The protagonists of the film are united by the idea of playing Chopin in unusual, unique places. Places of the eponymous darkness. We follow Leszek Możdżer’s preparations for a concert in Auschwitz, Jae-Yeon Won for a concert on the Seung-il-gyo bridge connecting South and North Korea, Fares Mark Basmadjie in a Beirut camp for Syrian refugees, whose audience has never heard Chopin... Finally, we watch the concerts themselves, which merge into one performance, where individual interpretation, technical virtuosity, workshop do not matter, but the universal, healing power of sound does. In the finale we hear an arrangement of the Scherzo in C sharp minor, Op. 39. The creator of the music for the film (including all compositions) is Leszek Możdżer.
The theme of being an émigré and the question of identity is important in the film. Chopin, who is the fourth character in the story, had a French father and was, after all, an emigrant. ‘I am not half Syrian, half Polish’ – says Basmadji. ‘I am fully Syrian and fully Polish.’ The protagonist left professional piano playing for programming, and returned to performing especially for the film – in Beirut he performed in traditional Syrian costume sewn by his mother, a Polish woman.
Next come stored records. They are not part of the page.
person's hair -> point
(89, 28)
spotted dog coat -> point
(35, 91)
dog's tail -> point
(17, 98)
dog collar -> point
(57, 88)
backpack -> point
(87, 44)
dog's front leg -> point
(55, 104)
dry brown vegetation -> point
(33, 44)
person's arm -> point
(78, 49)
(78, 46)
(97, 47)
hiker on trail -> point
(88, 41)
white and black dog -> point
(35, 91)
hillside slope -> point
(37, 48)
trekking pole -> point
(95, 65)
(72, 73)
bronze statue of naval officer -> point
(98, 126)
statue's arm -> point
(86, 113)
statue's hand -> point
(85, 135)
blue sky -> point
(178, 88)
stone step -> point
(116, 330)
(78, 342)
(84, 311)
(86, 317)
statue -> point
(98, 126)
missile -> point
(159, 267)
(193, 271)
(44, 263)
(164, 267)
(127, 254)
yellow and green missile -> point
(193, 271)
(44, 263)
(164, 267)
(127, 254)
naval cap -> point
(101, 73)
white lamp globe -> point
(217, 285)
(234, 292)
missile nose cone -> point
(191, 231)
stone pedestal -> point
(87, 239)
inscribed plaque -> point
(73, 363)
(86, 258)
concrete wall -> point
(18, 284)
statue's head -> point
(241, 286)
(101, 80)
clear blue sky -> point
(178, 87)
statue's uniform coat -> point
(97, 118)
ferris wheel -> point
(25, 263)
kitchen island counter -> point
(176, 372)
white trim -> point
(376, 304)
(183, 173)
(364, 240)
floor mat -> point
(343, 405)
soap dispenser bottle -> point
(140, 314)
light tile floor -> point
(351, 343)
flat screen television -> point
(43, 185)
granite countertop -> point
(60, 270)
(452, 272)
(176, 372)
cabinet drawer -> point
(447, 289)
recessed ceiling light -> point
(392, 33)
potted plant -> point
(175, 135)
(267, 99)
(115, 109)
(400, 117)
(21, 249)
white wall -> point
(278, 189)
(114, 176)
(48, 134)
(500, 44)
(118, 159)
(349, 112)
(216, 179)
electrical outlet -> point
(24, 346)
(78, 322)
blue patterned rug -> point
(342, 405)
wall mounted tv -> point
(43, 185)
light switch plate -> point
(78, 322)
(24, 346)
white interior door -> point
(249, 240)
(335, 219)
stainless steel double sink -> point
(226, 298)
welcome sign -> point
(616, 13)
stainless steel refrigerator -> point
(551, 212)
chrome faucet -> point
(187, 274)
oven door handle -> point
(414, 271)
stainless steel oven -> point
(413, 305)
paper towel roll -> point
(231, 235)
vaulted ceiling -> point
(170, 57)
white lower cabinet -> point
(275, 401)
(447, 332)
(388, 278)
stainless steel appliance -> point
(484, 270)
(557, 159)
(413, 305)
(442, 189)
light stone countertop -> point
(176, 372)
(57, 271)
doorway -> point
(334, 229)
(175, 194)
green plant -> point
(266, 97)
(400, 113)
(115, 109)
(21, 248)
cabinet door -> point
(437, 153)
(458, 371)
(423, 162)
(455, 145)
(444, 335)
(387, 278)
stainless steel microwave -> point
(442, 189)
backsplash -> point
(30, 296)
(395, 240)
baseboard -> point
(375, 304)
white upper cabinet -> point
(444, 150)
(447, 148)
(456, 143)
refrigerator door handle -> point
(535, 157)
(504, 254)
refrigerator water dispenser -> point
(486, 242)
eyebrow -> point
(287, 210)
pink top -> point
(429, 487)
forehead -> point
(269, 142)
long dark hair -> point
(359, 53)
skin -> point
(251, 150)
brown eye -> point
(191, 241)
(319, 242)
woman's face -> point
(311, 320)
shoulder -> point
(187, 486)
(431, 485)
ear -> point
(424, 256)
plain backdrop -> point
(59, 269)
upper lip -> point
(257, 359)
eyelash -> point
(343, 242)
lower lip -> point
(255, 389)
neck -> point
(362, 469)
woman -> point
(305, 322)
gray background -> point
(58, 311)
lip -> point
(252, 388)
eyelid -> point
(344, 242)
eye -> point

The subtitle ‘I Am Not Afraid of Darkness’ are the words of Leszek Możdżer. Before the performance he walks in Auschwitz along the road taken by the death wagons. He does not lose hope that music can be an antidote to trauma, it can be a light. Among the audience of the concert that day are people as child survivors of the transport. Together with the camera we follow the moved faces of the listeners, their impressions, their tears.
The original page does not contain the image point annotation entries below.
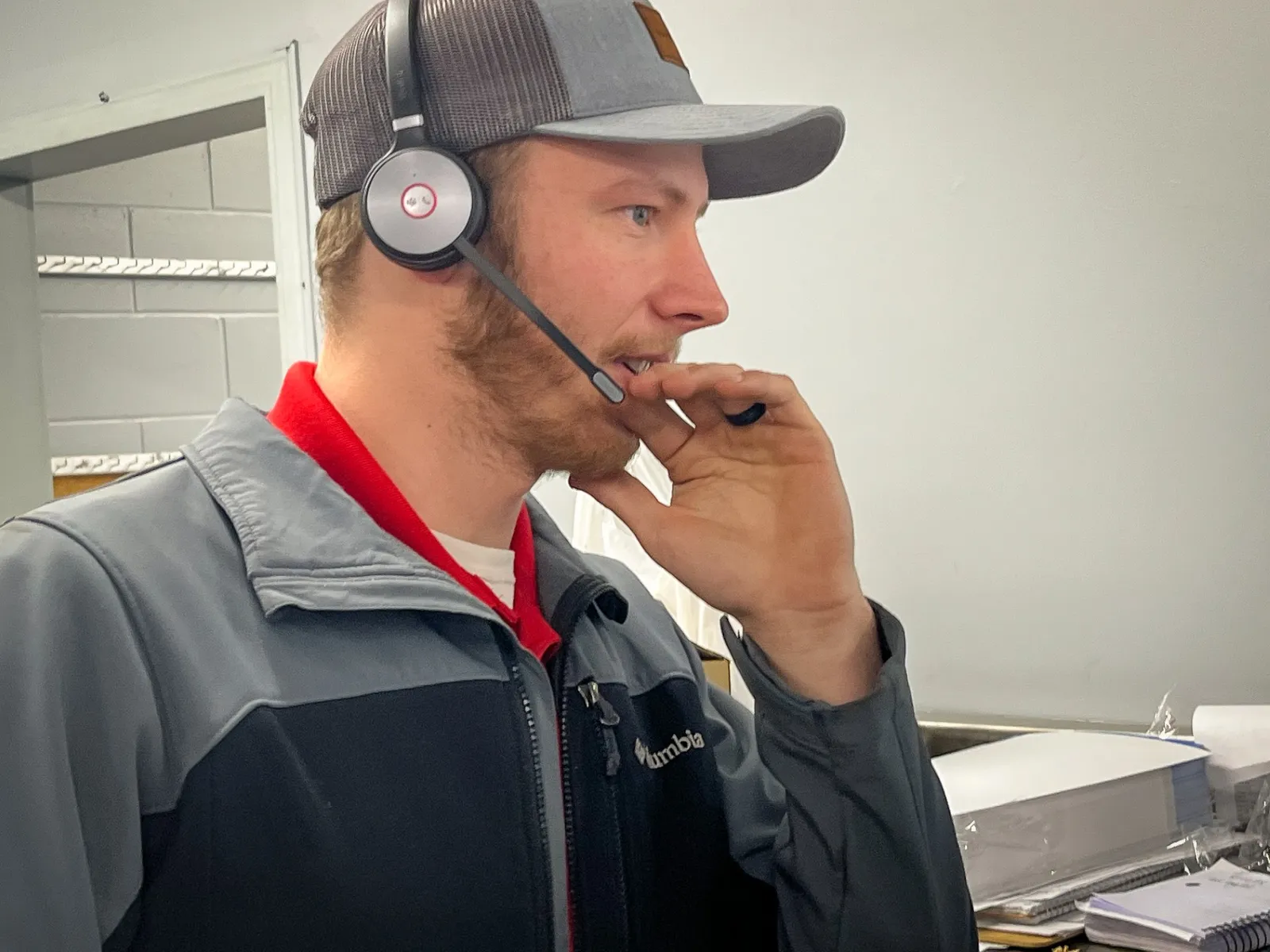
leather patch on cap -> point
(662, 38)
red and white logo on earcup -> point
(418, 200)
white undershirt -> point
(495, 566)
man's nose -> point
(691, 294)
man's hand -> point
(759, 524)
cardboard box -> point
(717, 666)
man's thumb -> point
(626, 497)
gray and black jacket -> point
(237, 715)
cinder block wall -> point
(141, 365)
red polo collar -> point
(313, 423)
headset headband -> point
(404, 99)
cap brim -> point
(749, 150)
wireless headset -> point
(425, 209)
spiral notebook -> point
(1221, 909)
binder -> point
(1221, 909)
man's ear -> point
(437, 278)
(376, 262)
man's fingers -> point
(784, 403)
(656, 423)
(629, 499)
(691, 386)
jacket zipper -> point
(577, 598)
(565, 787)
(606, 719)
(545, 918)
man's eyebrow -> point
(671, 194)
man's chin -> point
(603, 460)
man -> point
(329, 682)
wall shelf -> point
(182, 268)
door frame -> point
(275, 82)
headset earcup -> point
(417, 202)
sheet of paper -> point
(1064, 926)
(1238, 735)
(1041, 765)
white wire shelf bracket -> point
(182, 268)
(114, 463)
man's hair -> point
(341, 238)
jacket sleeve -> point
(840, 810)
(78, 716)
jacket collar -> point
(306, 543)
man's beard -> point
(531, 400)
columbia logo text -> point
(679, 746)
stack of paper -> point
(1221, 909)
(1041, 806)
(1238, 738)
(1058, 898)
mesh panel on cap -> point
(489, 75)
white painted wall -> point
(1029, 302)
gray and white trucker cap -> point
(609, 70)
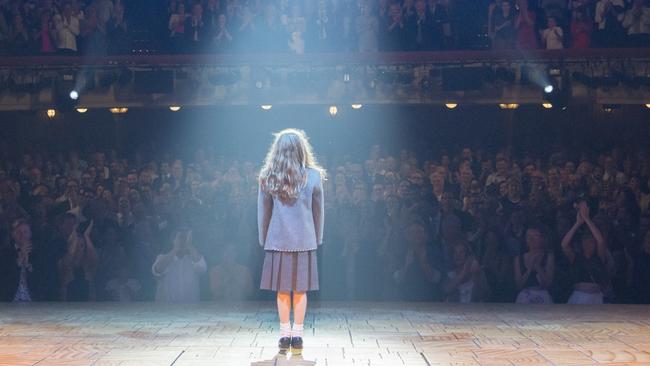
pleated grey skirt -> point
(289, 271)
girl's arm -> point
(318, 210)
(264, 209)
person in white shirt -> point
(608, 17)
(553, 36)
(67, 30)
(179, 271)
(637, 23)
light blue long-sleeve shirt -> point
(293, 227)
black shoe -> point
(296, 345)
(283, 344)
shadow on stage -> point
(283, 360)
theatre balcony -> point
(555, 78)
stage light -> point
(508, 105)
(118, 110)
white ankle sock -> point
(298, 330)
(285, 329)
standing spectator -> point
(421, 28)
(18, 276)
(581, 29)
(223, 38)
(321, 29)
(19, 40)
(179, 270)
(271, 36)
(177, 28)
(67, 28)
(247, 30)
(118, 41)
(45, 34)
(211, 16)
(367, 30)
(534, 270)
(465, 281)
(553, 35)
(639, 270)
(105, 10)
(504, 27)
(441, 27)
(525, 25)
(394, 35)
(93, 33)
(79, 266)
(196, 30)
(416, 278)
(593, 265)
(609, 17)
(637, 23)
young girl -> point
(290, 222)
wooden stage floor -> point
(103, 334)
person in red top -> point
(581, 28)
(525, 25)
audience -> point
(179, 270)
(99, 27)
(570, 226)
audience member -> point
(179, 270)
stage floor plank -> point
(358, 333)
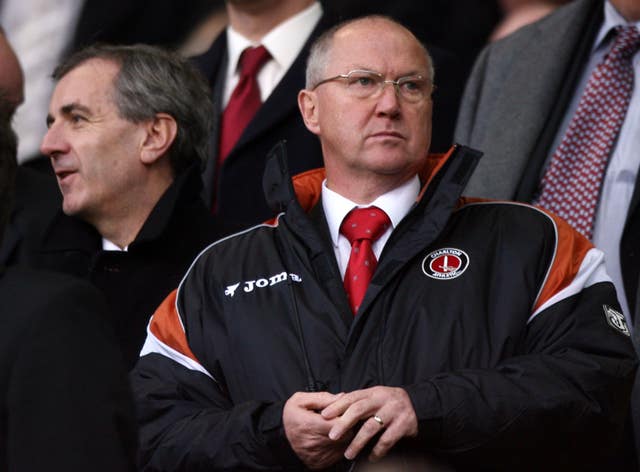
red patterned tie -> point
(245, 99)
(572, 181)
(361, 227)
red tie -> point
(245, 99)
(572, 181)
(361, 227)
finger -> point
(367, 431)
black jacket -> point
(513, 359)
(136, 281)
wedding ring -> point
(378, 420)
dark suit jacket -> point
(239, 198)
(64, 400)
(514, 102)
(133, 282)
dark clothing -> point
(65, 405)
(506, 353)
(136, 281)
(159, 22)
(238, 203)
(514, 119)
(515, 101)
(37, 199)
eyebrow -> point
(67, 110)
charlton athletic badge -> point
(445, 264)
(616, 320)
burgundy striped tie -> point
(361, 227)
Here, the recipient – whether a resident of a refugee centre listening to Syrian pop music on a daily basis, an old concentration camp survivor or a North Korean refugee – is a more important character than the virtuoso himself, the pianist usually being the centre of attention and the cameras.
‘This is a film to listen to, watch and feel’ – describes the director, Joanna Kaczmarek.
The makers of the poignant documentary looked at the significance of our backgrounds, lifestyles, age, education, experiences in terms of how we feel about music. ‘It turned out that inside we are all the same’ – says Joanna Kaczmarek, whose first film was also about music.
The film Chopin. I Am Not Afraid of Darkness was produced in collaboration with the Adam Mickiewicz Institute.